I have broad research interests in computer systems, including cloud computing, storage/file systems, operating systems and distributed systems. I am involved in several ongoing projects in such areas as systems for large-scale ML, cloud/cluster resource scheduling, and exploitation of new storage/NVM technologies.
Big-learning systems for Big Data
Modern data analytics often relies on statistical machine learning (ML) to parameterize models that fit observation data, for use in making predictions, correlating causes with effects, etc. Growth in data and desired model precision dictate parallel execution of ML algorithms on clusters, with the corresponding work distribution, synchronization, and data consistency challenges. The big-learning group is exploring powerful new approaches for efficient, scalable, and robust big-learning on Big Data.

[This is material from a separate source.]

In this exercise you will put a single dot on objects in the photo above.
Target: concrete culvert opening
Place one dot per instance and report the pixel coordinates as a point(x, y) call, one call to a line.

We are exploring software systems challenges in efficiently supporting and exploiting cloud computing, such as resource allocation/scheduling and exploiting elasticity for stateful services (e.g., storage) and long-running computations (e.g., large-scale ML).
Parallel Data Lab (PDL)
As Director of the Parallel Data Lab, I lead and collaborate on a number of storage-related projects in areas such as storage system architecture, file systems, and Big Data systems. For example, in addition to the activities discussed above, we are exploring how system software should change to accommodate new storage technologies like non-volatile RAM (e.g., PCM) and best exploit Flash.